Some of the more important ethical concerns associated with open and distance learning are not those that may be faced by learners. Instead, the challenges faced by those that design ODL or use it in their teaching can be seen as increasingly important. These challenges include globalization, which has emphasized instrumental rather than social aims of education, and the use of cognitive rather than affective pedagogies. For ODL designers and teachers, this has resulted in a concentration on cognitive tasks and market-driven aspects of open and distance learning at the expense of the social harmony that might otherwise be achieved. The overarching ethical concern for ODL practitioners should be to implement an appropriate pedagogy that will satisfy both instrumental and social aims. While this can be achieved, in part, through the use of the pedagogies outlined in this chapter, the problem is seen as being associated with deeply interwoven social and cultural contexts. Consequently, there is a greater responsibility for all ODL practitioners to ensure that the choices that they make are ethical at all times, irrespective of the demands of any employer, institution or authority.

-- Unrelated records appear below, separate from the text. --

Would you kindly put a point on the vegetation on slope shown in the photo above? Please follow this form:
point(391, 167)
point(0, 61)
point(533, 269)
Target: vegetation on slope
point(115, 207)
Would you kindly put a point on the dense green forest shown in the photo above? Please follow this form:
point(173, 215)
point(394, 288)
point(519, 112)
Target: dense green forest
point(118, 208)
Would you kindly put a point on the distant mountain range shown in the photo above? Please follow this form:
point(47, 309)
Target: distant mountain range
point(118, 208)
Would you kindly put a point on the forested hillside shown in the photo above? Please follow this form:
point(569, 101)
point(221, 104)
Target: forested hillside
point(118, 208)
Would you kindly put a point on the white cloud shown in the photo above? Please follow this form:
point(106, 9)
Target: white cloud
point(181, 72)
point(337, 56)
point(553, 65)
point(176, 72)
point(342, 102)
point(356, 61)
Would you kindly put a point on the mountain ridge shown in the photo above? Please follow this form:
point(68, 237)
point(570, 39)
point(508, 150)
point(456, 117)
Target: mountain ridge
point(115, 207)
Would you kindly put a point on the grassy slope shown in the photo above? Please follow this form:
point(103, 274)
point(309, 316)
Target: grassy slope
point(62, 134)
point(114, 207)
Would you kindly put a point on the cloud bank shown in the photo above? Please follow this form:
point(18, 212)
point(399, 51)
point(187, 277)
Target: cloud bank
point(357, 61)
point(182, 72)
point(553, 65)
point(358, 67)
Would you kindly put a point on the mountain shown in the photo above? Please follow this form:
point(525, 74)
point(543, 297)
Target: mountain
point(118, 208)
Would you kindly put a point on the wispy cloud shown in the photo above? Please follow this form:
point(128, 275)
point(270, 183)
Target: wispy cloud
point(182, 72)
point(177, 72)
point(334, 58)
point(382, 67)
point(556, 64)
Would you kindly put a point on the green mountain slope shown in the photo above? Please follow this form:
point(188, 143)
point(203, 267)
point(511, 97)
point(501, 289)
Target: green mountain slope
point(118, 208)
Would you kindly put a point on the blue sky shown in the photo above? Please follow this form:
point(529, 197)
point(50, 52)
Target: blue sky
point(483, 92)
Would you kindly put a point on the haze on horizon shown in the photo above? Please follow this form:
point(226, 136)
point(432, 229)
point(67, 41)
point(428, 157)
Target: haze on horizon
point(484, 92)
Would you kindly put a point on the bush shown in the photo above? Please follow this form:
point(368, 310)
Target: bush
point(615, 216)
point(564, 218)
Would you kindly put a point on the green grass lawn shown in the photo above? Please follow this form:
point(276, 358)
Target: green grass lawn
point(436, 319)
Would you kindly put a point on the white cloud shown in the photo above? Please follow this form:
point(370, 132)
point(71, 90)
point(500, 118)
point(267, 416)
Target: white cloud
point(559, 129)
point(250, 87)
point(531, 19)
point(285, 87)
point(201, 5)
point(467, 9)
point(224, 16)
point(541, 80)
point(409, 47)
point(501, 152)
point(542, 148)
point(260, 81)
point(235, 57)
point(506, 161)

Meanwhile, so long as we draw breath, so long as we live among men, let us cherish humanity. Seneca, Roman Philosopher, CA 4BC-AD65 (Seneca, 2007)Top
Prologue: Ethical Dilemmas And Odl
Increasingly, the enthusiastic adoption of Open and Distance Learning Systems (ODLS) in higher education has resulted in the increased availability of tertiary courses for students and benefits for the organizations that provide it. The concurrent emergence of theory and practice related to open and distance education (ODL) has highlighted emotional and psychological issues, and it has raised questions related to the role of virtual learning environments and pedagogies in promoting human and social needs. The future development of ODL as a mature discipline requires mutual trust between students, teachers, developers and researchers. This development is at a critical stage, because rather than anticipate ethical problems, and plan appropriate procedures to meet the challenge, it has too often been the practice for those associated with ODL to take the easiest and most pragmatic path, without adequate consideration of the long-term effects of their work on individuals and society. As Russell (2005) suggests, “It is…possible for educators to become overly preoccupied with online technologies, financial considerations, and utility at the expense of ethical and community considerations.”
It is likely that the statement in the code of ethics from the Australian College of Educators that “Teachers are responsible for what they teach and for the way that they relate to students” (Haynes 1998, p. 176) probably has counterparts in similar ethical codes from other countries. It suggests that there is a continued ethical responsibility that must be faced by every individual working with ODL which cannot be excused by any characteristics of the technology itself, or by institutional constraints. One of the problems associated with ODL has been that the long-term consequences of choices between alternatives are often unclear. Russell (2004) suggests that examples of irresponsible behaviour, including the actions of surgeons, motor vehicle manufacturers and operators of radiation equipment, are more easily identified when there is an empirically verifiable cause and effect.
In this respect, a comparison between the work of scientists and practitioners involved in ODL is instructive, in that disinterested observers can identify moral dilemmas more easily with the work of scientists. This is because the potential of a technology to result in harm is clearer when death or a physical injury is likely to result from its use. In the case of ODL designers and teachers, alleged disadvantages such as psychological effects, or long-term changes to the nature of society, are likely to be disputed.
Two examples related to scientists’ approaches to moral dilemmas illustrate this point. Jungk (1958) describes the attitude of scientists who worked on the first atomic bombs. He gives the example of a brilliant mathematician at Los Alomos, whose work had contributed to the first nuclear explosions. However, his interest was in science rather than in the effects of his work on people. He did not watch the trial explosions of the bombs, and refused to look at pictures of destruction that they had caused. A second example can be found in the work of Louis Feiser (1964), whose work contributed to the development of napalm. Feiser’s book describing his experiments is a well-written explanation of the scientific method used to develop napalm. However, despite discussion of incidents in his personal life (and unlike Oppenheimer, 1948), there is little evidence that he was preoccupied with the moral consequences of the technology that he was developing. Indeed, in an interview with the New York Times (“Napalm inventor discounts guilt”, 1967), Feiser stated that he felt no guilt about his work, and that it was not his business to deal with political and moral questions. It is this same concept of the pure technician who is not accountable beyond his area of expertise that is criticized in Sammon’s (1992) condemnation of Albert Speer as a moral failure.